Aug 2, 2009
boing boing and baked-in sociality etc.


Boing Boing is one of my favorite blogs. It’s also one of the most widely-read blogs in the world, and deservedly so.
So why is it so popular? The most obvious answer, “Great Content” is a no-brainer. Of course it has great content. People wouldn’t read it if it didn’t.
But “Great Content” is only half the story. The other half is just as important, though a little more subtle. And what is that?
Short Answer: “Sociality”.
It’s not just that Boing Boing’s content is fun to READ. It is. It’s also that Boing Boing’s content is fun to SHARE.
“Wow. What a cool article.

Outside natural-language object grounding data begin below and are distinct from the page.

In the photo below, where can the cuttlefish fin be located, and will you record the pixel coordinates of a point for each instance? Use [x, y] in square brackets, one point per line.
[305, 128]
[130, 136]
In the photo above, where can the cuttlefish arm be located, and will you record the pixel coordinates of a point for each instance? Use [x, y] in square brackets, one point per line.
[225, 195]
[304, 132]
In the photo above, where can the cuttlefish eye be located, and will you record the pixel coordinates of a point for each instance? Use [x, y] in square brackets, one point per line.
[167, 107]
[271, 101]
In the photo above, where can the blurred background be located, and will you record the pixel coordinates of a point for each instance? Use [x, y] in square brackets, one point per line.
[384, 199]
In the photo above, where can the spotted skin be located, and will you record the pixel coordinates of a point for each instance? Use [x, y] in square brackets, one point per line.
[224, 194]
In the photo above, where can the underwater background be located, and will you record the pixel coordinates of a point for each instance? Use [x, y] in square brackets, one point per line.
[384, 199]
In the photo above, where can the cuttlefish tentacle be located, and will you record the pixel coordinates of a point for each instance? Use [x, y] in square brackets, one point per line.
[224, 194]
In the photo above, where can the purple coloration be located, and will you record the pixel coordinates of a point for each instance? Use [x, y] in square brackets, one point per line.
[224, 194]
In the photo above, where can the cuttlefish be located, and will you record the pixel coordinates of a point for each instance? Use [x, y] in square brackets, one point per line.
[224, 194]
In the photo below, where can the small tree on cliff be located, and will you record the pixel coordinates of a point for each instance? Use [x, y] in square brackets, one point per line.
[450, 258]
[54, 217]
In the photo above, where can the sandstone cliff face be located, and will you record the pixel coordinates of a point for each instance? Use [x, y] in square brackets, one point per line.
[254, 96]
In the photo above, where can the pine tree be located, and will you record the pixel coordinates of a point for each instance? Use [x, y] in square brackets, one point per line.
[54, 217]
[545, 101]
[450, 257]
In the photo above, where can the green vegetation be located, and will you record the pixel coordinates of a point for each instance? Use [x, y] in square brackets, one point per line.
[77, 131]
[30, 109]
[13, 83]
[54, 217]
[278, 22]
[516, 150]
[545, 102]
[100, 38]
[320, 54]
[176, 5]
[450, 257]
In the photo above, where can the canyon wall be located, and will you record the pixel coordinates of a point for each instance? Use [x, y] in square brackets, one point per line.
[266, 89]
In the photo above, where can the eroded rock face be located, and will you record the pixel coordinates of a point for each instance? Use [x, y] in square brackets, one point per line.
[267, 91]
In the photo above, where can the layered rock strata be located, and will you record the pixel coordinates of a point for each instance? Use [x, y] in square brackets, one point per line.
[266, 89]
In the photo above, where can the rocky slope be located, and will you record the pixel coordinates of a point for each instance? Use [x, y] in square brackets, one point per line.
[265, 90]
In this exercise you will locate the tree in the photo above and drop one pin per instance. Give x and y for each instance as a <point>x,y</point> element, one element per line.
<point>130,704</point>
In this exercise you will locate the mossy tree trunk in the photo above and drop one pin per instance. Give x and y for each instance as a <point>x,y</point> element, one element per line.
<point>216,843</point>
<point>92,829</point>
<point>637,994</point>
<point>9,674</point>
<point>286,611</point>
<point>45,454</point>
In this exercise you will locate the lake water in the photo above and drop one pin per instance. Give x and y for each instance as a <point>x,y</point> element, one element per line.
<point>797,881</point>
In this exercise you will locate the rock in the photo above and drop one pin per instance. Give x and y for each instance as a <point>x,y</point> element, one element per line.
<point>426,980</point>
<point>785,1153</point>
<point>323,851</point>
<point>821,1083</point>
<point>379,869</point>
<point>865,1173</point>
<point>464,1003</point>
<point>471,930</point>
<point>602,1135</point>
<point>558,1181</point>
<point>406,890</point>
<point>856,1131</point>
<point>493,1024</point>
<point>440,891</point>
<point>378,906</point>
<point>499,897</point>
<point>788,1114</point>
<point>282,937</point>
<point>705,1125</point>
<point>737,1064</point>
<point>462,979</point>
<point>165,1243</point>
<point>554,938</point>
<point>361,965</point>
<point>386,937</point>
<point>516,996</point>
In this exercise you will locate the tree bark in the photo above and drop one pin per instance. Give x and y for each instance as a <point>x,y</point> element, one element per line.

I think I’ll email it along to my friends at work. Better yet, I think I’ll mention it to my hundreds of Twitter followers. Hell, I’ll even blog about it…”
Boing Boing has a lot of “Sociality” baked-in, i.e. its content makes for great “Social Objects” i.e. their blog posts are great “Sharing Devices”.
We are primates. We are social creatures. We like to socialize. And we socialize around objects. Boing Boing cranks out “social objects” by the ton, that we can effortlessly pass along to our friends.
And that’s where the true value of Boing Boing lies. Will sending your friend, Bob a link to this cool post about Detroit photographers permanently change his life for the better? Probably not.
But giving you something that allows you and Bob to socialize with each other [“Cool post, Dude!!!”] digs deep into what really matters to us primates: Socializing i.e. Sharing ourselves with our fellow species.
And what’s true for blogs like Boing Boing is true for any other product. It’s not what the product does that matters to us so much, it’s how we socialize around it that matters. This is why the iPhone is so successful. Sure, we like having all those cool apps, but being able to talk about and recommend cool apps to our friends [“Cool app as social object”, Exactly!], that’s what we are genetically hardwired to like even more.